SilversteinThe front man of the Canadian post-hardcore outfit Silverstein has never quite experienced the true meaning of “time off” when it comes to his music. In fact, Shane Told, who has fronted Silverstein since they first started playing almost a decade ago, says he’s always touring or about to tour and can’t imagine life any other way. “I think if we toured like a normal band and then started doing this, we’d probably go crazy. It’s a weird life. I’m just constantly waiting for the next tour. I’ve never been at home not knowing the next time I was going to leave. That’s never happened,” he explains.

In keeping with the band’s strong affinity for constantly taking their music to different cities, Told spoke to The Aquarian on the phone from Florida just hours before a gig. Over the last month, the band has been touring in support of its fourth delivery, A Shipwreck In The Sand, and is set to join other headlining acts on the second day of Bamboozle.
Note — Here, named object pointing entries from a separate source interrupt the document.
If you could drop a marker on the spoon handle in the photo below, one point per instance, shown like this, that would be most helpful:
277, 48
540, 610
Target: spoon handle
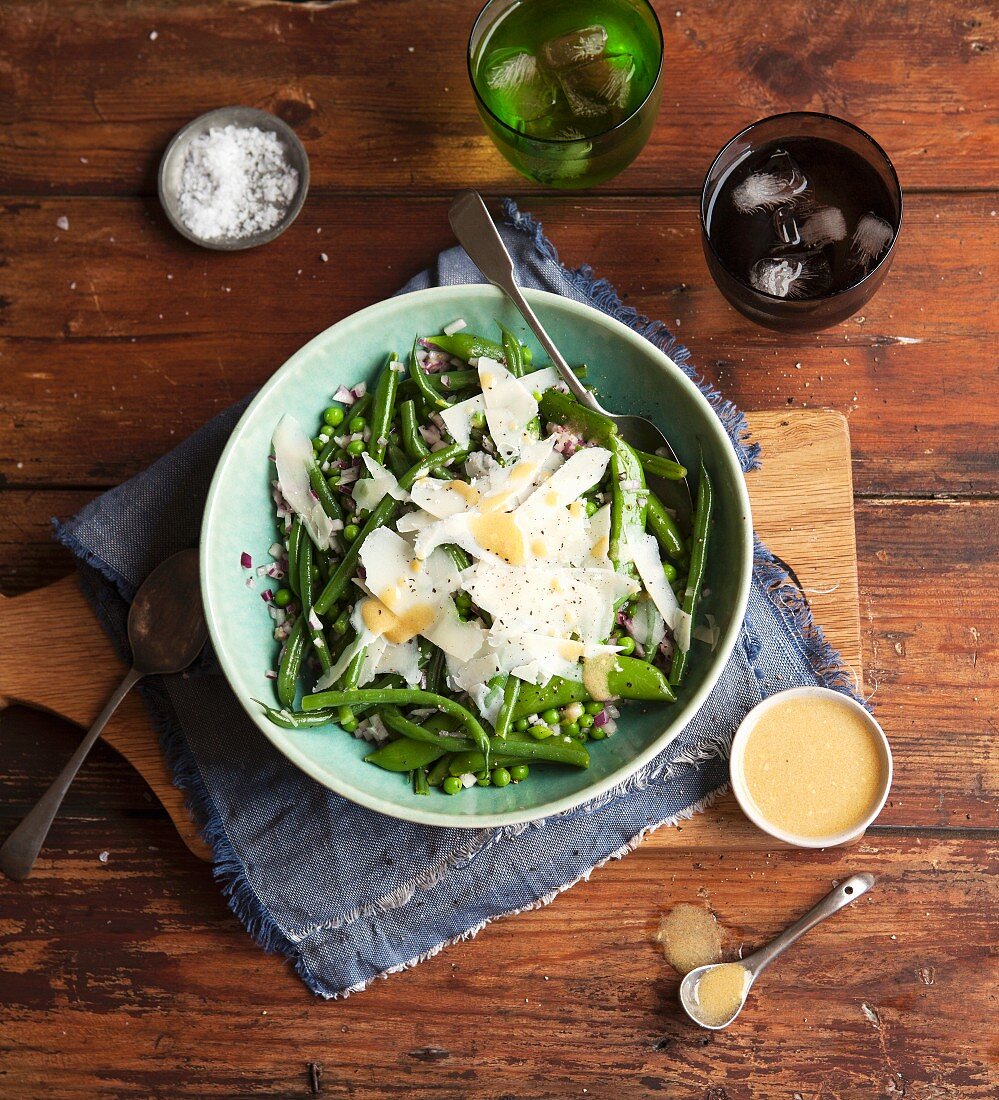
21, 848
474, 229
848, 891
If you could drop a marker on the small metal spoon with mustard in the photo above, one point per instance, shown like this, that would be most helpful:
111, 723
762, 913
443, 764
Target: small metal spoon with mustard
713, 996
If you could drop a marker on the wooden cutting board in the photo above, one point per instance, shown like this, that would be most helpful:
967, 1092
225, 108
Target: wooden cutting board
802, 508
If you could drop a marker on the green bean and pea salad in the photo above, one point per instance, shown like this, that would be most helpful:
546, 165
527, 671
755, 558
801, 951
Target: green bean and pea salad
471, 571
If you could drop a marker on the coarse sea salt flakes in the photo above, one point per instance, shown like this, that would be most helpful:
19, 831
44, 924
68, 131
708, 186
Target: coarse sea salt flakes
235, 182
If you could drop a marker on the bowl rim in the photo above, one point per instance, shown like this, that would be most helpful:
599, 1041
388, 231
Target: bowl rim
737, 774
679, 717
789, 117
249, 116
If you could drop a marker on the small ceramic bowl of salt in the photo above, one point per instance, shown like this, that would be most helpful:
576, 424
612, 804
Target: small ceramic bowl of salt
233, 178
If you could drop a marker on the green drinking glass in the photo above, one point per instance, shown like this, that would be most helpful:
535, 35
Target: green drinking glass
569, 92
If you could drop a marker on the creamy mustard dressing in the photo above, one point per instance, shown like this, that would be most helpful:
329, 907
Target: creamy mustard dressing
720, 992
690, 936
813, 767
497, 532
381, 619
595, 672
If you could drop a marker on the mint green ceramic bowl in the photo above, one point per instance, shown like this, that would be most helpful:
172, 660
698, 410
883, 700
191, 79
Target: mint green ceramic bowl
632, 376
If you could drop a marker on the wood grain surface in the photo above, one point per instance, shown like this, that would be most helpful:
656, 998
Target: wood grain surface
122, 972
811, 530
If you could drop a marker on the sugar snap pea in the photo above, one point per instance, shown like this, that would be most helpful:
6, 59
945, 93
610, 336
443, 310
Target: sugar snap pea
703, 509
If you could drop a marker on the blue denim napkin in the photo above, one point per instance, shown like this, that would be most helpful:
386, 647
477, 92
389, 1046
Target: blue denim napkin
348, 894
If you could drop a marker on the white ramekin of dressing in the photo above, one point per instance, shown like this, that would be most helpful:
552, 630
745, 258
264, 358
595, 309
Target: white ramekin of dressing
811, 767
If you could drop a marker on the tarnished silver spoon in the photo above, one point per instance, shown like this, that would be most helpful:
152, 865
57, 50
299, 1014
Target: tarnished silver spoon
166, 633
714, 1005
474, 229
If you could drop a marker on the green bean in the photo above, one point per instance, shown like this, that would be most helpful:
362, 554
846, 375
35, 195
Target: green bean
436, 671
398, 461
428, 391
412, 439
394, 718
505, 717
698, 560
628, 505
662, 525
404, 755
465, 345
305, 587
556, 693
348, 682
439, 771
325, 494
382, 514
295, 719
660, 466
291, 662
402, 696
383, 408
512, 352
561, 408
294, 541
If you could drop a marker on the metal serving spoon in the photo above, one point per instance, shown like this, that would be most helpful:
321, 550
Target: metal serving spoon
474, 229
855, 887
166, 633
Nearly ten years on, Silverstein has seen a lot, and Told opened up about the good times, the bad times, and about how the quintet keeps up its creativity in an effort to keep moving forward.

Rumor has it you guys don’t like being labeled as a screamo band. Is that true?
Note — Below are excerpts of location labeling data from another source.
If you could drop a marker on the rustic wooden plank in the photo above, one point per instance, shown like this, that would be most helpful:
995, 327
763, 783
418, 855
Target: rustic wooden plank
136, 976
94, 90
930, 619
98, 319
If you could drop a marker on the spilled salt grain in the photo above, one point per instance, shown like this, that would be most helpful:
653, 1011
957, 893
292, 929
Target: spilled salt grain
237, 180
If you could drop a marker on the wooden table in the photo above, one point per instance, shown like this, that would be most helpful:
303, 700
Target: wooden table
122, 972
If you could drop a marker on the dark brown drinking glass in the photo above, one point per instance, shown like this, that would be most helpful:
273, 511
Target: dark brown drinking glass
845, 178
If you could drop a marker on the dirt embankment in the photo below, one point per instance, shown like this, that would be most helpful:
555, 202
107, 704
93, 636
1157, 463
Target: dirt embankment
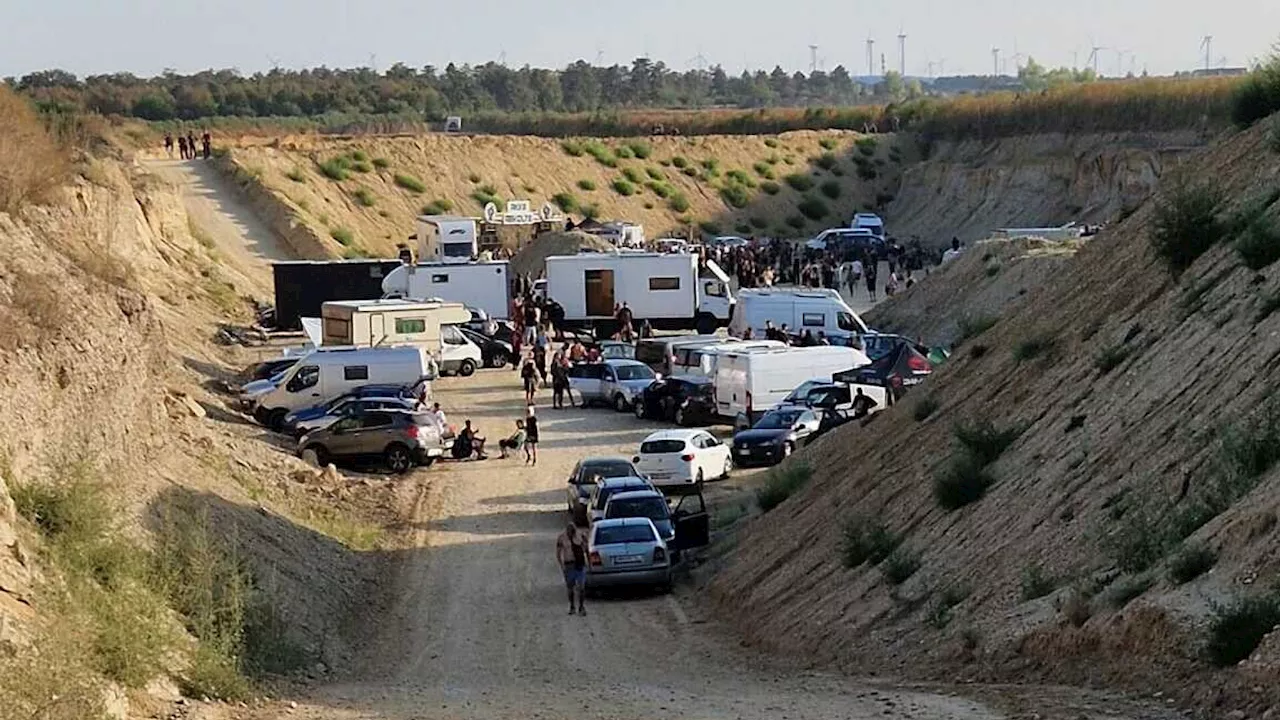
968, 190
1127, 510
361, 195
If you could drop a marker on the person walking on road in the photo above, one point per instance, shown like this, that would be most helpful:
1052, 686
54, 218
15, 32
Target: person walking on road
571, 555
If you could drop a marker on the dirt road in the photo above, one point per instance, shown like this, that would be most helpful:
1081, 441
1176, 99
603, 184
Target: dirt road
245, 244
479, 624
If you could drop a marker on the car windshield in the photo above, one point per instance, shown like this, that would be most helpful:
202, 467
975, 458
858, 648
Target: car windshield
661, 446
606, 469
634, 373
778, 420
650, 507
617, 534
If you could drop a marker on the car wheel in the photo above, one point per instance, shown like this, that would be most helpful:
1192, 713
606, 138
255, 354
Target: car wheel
275, 419
398, 459
315, 455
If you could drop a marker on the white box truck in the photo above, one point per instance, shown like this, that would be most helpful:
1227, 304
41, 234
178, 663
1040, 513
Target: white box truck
325, 374
388, 323
752, 383
666, 290
484, 286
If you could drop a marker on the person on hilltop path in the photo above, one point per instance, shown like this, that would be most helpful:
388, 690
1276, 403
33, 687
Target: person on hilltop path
571, 556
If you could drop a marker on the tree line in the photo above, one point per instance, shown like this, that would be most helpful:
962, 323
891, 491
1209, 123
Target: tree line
435, 94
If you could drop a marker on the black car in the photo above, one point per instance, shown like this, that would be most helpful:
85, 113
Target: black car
493, 351
686, 400
776, 436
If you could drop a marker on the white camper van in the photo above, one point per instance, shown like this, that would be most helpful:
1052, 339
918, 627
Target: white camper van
752, 383
323, 376
800, 309
446, 238
666, 290
387, 323
485, 286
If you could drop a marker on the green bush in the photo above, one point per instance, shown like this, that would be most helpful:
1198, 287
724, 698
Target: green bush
735, 195
1258, 246
565, 201
1111, 358
640, 149
983, 440
961, 482
438, 206
1033, 347
1185, 223
781, 483
1034, 583
1237, 629
867, 540
364, 197
1189, 563
799, 182
923, 408
410, 183
813, 208
900, 565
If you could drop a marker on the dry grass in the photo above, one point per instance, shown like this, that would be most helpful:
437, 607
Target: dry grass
32, 163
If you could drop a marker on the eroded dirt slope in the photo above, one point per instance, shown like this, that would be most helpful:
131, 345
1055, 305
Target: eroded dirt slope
1121, 379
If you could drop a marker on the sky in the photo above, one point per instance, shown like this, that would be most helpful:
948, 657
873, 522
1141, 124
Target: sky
958, 36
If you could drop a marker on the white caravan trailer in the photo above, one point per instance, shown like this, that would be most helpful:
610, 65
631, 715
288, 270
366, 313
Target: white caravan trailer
752, 383
446, 238
666, 290
485, 286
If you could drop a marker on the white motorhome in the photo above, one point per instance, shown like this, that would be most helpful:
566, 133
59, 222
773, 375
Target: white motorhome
485, 286
323, 376
800, 309
752, 383
446, 238
387, 323
666, 290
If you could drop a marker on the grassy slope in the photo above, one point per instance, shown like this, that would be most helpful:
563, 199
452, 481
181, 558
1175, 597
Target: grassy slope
1102, 458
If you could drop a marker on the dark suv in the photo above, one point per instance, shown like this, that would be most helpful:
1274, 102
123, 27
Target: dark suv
400, 438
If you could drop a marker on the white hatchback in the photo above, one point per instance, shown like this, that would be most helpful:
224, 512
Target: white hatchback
682, 458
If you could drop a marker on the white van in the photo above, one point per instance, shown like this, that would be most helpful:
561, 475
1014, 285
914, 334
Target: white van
800, 309
752, 383
323, 376
458, 355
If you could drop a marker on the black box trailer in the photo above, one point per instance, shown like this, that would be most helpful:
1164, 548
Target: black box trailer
304, 286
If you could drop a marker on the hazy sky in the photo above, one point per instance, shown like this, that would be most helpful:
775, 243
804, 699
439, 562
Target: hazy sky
147, 36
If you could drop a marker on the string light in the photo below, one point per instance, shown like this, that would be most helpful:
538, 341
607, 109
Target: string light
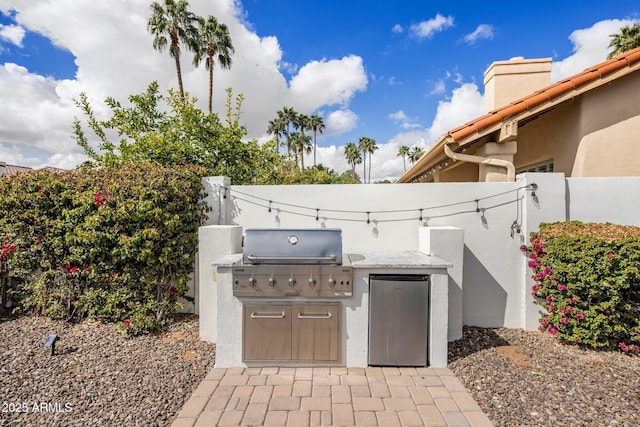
420, 211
I can’t speak for the other four members of my band but I’m not going to say I love it—I don’t really care, I don’t know. The genre has—since I was a kid, listening to screamo 10 years ago or more—the definition has definitely changed. That’s kind of why the term bothers us. It’s like anything—when I was a kid, emo was kind of hardcore punk rock music. There was nothing mainstream about it, and then Dashboard Confessional came out, and The Ataris came out, and people started labeling them emo, and it got big in the mainstream and it’s bastardised by the media calling bands emo or screamo when they’re really not.

You guys are turning 10 next year. Did you think you would make it this far when you started out?
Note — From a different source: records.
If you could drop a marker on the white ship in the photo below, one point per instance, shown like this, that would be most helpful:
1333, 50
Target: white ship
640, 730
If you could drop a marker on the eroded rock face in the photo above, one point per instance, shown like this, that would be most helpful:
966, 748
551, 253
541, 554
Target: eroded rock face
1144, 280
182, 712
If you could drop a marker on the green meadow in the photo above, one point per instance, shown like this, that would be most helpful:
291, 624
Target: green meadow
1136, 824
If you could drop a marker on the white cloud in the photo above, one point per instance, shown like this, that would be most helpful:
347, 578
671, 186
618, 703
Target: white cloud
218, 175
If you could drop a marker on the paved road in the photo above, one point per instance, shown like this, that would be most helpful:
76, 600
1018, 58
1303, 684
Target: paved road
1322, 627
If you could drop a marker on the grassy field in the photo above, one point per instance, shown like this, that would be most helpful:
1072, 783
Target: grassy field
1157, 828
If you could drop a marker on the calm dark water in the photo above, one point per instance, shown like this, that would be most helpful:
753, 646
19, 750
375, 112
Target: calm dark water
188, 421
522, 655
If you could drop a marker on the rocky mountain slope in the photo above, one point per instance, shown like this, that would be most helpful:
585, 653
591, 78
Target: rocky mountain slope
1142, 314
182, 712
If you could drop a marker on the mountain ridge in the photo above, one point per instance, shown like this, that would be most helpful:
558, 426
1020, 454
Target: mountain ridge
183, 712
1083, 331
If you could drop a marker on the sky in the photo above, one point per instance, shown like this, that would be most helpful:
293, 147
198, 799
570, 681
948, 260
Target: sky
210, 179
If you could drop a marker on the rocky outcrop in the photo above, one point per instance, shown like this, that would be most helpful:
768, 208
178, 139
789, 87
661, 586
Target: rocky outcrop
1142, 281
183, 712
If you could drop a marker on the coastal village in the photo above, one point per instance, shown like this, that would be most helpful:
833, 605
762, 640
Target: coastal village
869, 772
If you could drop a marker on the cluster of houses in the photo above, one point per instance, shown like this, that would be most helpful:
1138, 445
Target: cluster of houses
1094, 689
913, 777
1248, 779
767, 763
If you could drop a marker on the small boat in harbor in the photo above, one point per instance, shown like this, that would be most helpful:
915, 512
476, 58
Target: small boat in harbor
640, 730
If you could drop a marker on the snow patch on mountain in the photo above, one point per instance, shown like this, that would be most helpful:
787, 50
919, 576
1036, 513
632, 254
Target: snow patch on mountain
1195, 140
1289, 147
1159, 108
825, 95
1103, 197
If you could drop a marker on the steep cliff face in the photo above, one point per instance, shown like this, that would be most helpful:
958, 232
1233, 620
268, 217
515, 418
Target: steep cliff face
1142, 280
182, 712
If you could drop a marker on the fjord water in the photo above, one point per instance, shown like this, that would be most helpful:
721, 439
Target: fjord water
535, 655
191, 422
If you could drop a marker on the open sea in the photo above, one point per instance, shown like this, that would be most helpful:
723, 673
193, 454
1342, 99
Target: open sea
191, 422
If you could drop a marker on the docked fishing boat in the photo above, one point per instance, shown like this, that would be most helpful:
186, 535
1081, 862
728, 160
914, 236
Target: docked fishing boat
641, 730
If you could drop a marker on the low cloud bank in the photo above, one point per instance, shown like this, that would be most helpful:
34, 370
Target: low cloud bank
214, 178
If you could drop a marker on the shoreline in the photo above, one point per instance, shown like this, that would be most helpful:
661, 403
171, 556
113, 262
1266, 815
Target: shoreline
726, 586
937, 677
God no. When we started the band we didn’t even know if we would ever play a show or go on tour. We never thought about that stuff. We started the band just for fun, as a side project, for something to do. It wasn’t any more than that, but it’s been a wild ride.

What do you think has been the key to your success, because a decade is a pretty decent amount of time to survive?

It’s been a very slow progression. It hasn’t been an overnight success. It hasn’t been one song blowing up on the radio, or all this press, that never really happened. If you looked at a graph it would be a straight line at 45 degrees. That’s how our success has been.

What’s the biggest lesson you’ve learned so far?

We didn’t know anything about the music industry when we started. We didn’t know even really what a producer did, or a booking agent, or anything like that. We were just dumb kids and we thought, ‘Okay, you make a demo and you get signed like in the movies, and once you’re signed then you don’t have to worry about anything, you’re taken care of.’

We realized at an early point in our career that if you want to do something right, you should do it yourselves, and trust yourself to do it. So we were self-managed for the first 100,000 to 150,000 records we sold. And we learned a lot through that.